Kompleksowa ochrona zbóż od Innvigo
W tym roku do herbicydowej ochrony zbóż Innvigo szczególnie poleca zestaw Fenoxinn 110 EC w dawce 0,66 l/ha z Tytanem 75 SG w dawce 60 g/ha i Herbistarem 200 EC w dawce 0,33 l/ha.
Zdaniem doradców firmy, taki zestaw pozwala na skuteczne zwalczanie chwastów jedno- i dwuliściennych w zbożach wiosną, m.in. wyczyńca polnego i owsa głuchego oraz miotły zbożowej, również w sytuacji jej zwiększonej odporności na herbicydy z grupy ALS.
Poza tym program jest elastyczny, dopasowany do faz rozwoju chwastów. Preparaty można zastosować w mieszaninie zbiornikowej lub wykonać zabiegi sekwencyjnie, a więc po sobie.

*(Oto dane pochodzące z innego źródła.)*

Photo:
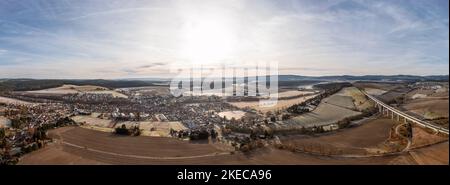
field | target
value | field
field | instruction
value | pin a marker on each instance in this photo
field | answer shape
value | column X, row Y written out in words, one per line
column 159, row 129
column 424, row 138
column 74, row 89
column 149, row 90
column 74, row 145
column 432, row 155
column 149, row 128
column 93, row 121
column 12, row 101
column 369, row 137
column 428, row 108
column 232, row 114
column 360, row 101
column 4, row 122
column 331, row 110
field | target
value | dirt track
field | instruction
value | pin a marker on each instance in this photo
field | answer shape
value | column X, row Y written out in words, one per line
column 60, row 153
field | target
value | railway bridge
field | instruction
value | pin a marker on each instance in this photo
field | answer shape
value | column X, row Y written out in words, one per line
column 399, row 115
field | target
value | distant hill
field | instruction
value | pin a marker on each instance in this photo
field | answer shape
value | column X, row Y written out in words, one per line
column 37, row 84
column 391, row 78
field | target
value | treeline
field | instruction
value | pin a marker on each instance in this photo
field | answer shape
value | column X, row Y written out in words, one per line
column 35, row 84
column 329, row 89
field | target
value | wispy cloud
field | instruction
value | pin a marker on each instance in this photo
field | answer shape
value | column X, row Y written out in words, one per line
column 83, row 39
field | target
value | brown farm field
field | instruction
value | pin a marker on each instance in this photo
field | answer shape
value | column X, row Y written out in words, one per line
column 370, row 136
column 88, row 147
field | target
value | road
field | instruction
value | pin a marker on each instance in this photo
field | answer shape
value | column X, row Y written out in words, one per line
column 407, row 116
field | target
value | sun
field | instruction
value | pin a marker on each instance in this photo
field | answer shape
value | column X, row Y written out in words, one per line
column 207, row 41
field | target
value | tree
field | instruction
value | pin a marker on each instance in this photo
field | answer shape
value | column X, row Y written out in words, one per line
column 2, row 133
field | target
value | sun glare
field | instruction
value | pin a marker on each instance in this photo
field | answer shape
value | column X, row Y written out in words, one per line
column 207, row 41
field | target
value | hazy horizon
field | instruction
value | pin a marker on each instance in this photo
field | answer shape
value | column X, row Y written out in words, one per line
column 67, row 39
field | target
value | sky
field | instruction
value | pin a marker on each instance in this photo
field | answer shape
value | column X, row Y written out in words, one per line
column 138, row 39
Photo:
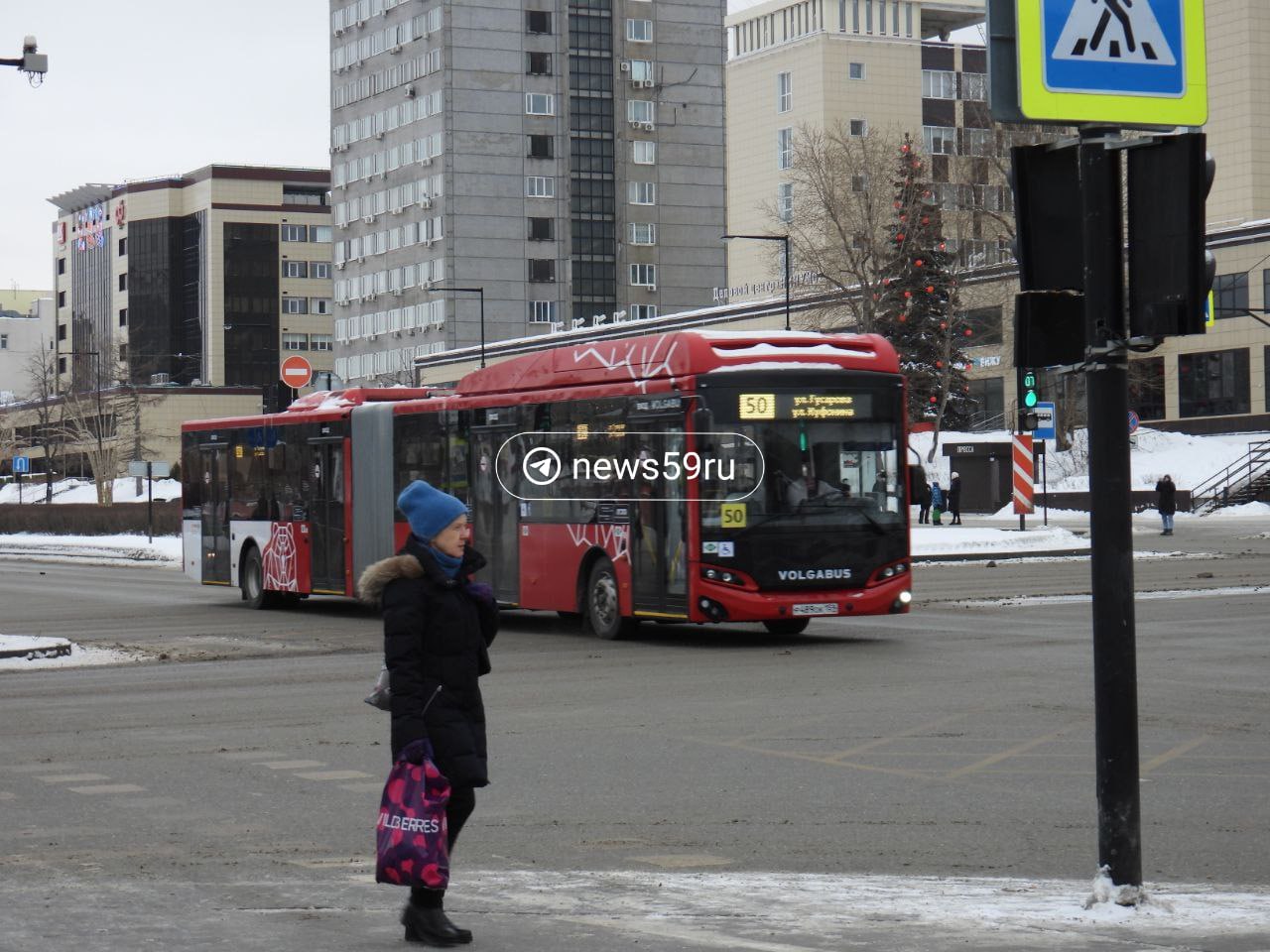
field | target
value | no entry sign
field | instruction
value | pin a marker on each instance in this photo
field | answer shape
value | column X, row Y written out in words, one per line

Z kolei do ochrony fungicydowej zbóż Innvigo proponuje następujący program:
Zabieg T1
- prochloraz 500 S.C. w dawce 0,8–1 l/ha (preparat oparty o tę substancje czeka na rejestrację)
- Bukat/Ambrossio 500 SC w dawce 0,4 l/ha
- pod kątem zwalczania mączniaka: dodatek fenpropidyny, fenpromiformu, proquinazidu
- Makler 250 SE 0,8-1,0 l/ha
– Zastosowanie azoksystrobiny w pierwszym zabiegu ma bardzo pozytywny wpływ na fizjologię roślin, zwłaszcza w warunkach stresowych. Dodatkowo zabezpieczamy rośliny przed infekcjami chorób, które często pojawiają się przed zabiegiem T2 – mówi Marcin Bystroński.
Zabieg T2 – ochrona liścia flagowego
- Makler 250 SE w dawce 0,8-1,0 l/ha
- Weto 250 EC w dawce 0,5 l/ha (ta substancja jest najlepsza w walce z DTR)
- dodatkowe zabezpieczenie przed septoriozą paskowana liści przeciwko powstawanu odporności – dodatek chlorotalonilu
Zabieg T3 – ochrona kłosa przed fuzariozą i septoriozą
- Bukat 500 SC w dawce 0,5 l/ha
- Dafne 250 EC w dwace 0,4 l/ha
- Chlorek mepikwatu po raz pierwszy solo
Chlorek mepikwatu po raz pierwszy solo
Kolejnym bardzo ważnym sektorem rozwijanym przez Innvigo są regulatory wzrostu do zbóż i rzepaku. Najnowszym produktem jest Mepik 300 SL, który jako jedyny preparat na rynku zawiera wyłącznie chlorek mepikwatu. Wszechstronne zastosowanie tego środka obejmuje zboża ozime, jare oraz rzepak ozimy.
Regulator wzrostu ma za zadanie utrzymać roślinę w pozycji pionowej poprzez obniżenie środka ciężkości rośliny. Chlorek mepikwatu spełnia to zadanie, ponieważ ogranicza wzrost szyjki korzeniowej, powodując jednocześnie niskie osadzenie stożka wzrostu.
Mariusz Michalski zwraca uwagę, że substancja ta ma wyjątkowy mechanizm działania.
– W zupełnie innym miejscu łańcucha syntezy giberelin niż trineksapak etylu i proheksadion wapna hamuje powstawanie giberelin, a nie tylko aktywność tych fitohormonów – mówi Michalski.
Mepik ma ponadto szerokie okno zastosowania, jest aktywny w niskich temperaturach – nawet przy 5oC i stymuluje rozwój systemu korzeniowego.